Uzunca kulağında çınlayan bir alarm ve ense…

Hesaba katması gereken yegane şeyi nasıl unuturdu aklı almıyordu. Olan bir şekilde olmuştu ve hayatının geri kalanı için de umudu kalmamıştı artık Nasır’ın.

Sonrası gözünü işte burada açtı. Boynuna suçlu olduğunu tescillediğini düşündüğü bir kolye taktılar girmeden ve hücresine tıktılar. İşte layık olduğu yerde, hapisteydi artık. Düşünmek ve dua etmek için epeyce vakti vardı burada. Yere boylu boyunca uzandı tüm yorgunluğu üzerinden atabilmek için. Ve yalvarmaya başladı yüce Ejder’e. Nasıl olmuş da bu hale gelmişti. Gözü nasıl bu kadar kararmıştı bu düşüncelerle. Yüce Ejder ona yardım etsindi. Yoksa burada önce delirir sonra da ölürdü şüphesiz. Belki bir belki üç saat boyunca yalvardı. O sırada duvara iliştirilmiş not kağıdını gördü. Kağıtta şöyle yazıyordu:

“Boynunuza asmış olduğumuz bu kolyenin içini açmayı akıl edemeyeceğinizi tahmin ettiğimizden sırrı buraya yazmak istedik. Sizi buraya tıkarken söylemedik çünkü bu sizin için oldukça kolay olacaktı. En azından mesaja ulaşabilmek için bir gayret göstermenizi istedik. Bulunduğunuz hücre yalnızca hırsızlara ayrılmış olan bir hücre. Sizler, emek etmeyi sevmediğiniz için buradasınız. Biz de size emek etmeyi öğretmek için varız. Şimdi kolyeyi açın ve içindeki fesleğen tohumunu çıkarın. O tohum filiz verdiği gün mahkumiyetiniz son bulmuş olacak.”

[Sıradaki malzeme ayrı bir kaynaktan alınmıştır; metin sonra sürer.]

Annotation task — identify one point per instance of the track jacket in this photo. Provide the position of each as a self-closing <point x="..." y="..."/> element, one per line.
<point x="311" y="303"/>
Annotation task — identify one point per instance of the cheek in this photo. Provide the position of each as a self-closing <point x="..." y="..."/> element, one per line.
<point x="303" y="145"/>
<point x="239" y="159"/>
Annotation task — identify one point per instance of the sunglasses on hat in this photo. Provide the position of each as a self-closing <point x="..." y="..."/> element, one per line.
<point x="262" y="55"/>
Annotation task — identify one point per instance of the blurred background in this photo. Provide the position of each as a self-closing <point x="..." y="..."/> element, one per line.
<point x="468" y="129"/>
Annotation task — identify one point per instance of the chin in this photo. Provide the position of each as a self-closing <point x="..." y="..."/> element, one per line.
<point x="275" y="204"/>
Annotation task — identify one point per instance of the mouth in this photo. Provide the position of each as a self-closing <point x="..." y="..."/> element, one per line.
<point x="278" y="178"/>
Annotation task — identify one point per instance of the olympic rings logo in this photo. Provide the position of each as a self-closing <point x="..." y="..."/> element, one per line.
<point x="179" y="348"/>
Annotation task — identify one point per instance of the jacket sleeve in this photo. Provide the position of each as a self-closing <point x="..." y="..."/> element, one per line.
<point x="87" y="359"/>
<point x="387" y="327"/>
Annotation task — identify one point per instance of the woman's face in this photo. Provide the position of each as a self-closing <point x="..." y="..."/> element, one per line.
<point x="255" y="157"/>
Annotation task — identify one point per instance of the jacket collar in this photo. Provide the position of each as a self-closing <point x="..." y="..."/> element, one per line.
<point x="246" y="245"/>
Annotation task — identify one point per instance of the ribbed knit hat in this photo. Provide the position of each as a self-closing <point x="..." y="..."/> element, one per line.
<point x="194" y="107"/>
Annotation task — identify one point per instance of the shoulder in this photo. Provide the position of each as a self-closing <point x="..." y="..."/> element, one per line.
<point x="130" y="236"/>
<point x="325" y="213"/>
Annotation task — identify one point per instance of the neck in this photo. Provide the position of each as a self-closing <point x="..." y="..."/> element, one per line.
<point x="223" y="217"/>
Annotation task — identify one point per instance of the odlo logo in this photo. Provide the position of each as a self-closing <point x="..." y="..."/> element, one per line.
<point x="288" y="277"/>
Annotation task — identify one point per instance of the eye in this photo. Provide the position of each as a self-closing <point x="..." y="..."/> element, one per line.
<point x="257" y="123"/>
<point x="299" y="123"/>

Söylenilenleri sırayla yaptı Nasır. Betonu tırnağıyla, dişiyle kazdı. Seneler sürdü ama toprağa ulaşmaya muvaffak oldu. Tohumu alıp ekti. Damağı kuruyuncaya dek tükürdü toprağa: İşte can suyu.

Bekledi.

Bekledi.

Bekledi.

Üç ayın sonunda fesleğen filiz verdi. Bu daha önce hiç tatmadığı bir duyguydu. Başarı, minnet, gayret hepsi bir aradaydı. O kadar sevinçliydi ki yüce Ejder’e sunduğu şükranlar koridorun öbür ucundaki muhafıza kadar ulaştı. Koşarak kendisine doğru gelen muhafıza:

“Baksana fesleğenim filiz verdi. Şşşşşt sessiz ol! Kokuyu alıyor musun? Ben yaptım işte ben yaptım! Yüce Ejder yüzüme güldü ve bu fesleğen filiz verdi. Çabuk bana su getir şimdi. Su, daha çok su istiyorum!”

Emek edip başarmanın hazzı onu çıldırtacak kadar mutlu etmişti. Fesleğenin filiz vermesini öyle uzun süre bekledi ki hapisten çıkacağı bile aklından uçup gitmişti, taa ki muhafız kapıyı açana kadar. Su beklerken beklediğinden çok daha fazlasını bulmuştu. Eğildi, fesleğenini öptü. Elini kalbine koydu ve yüce Ejder’e şükranlarını sundu.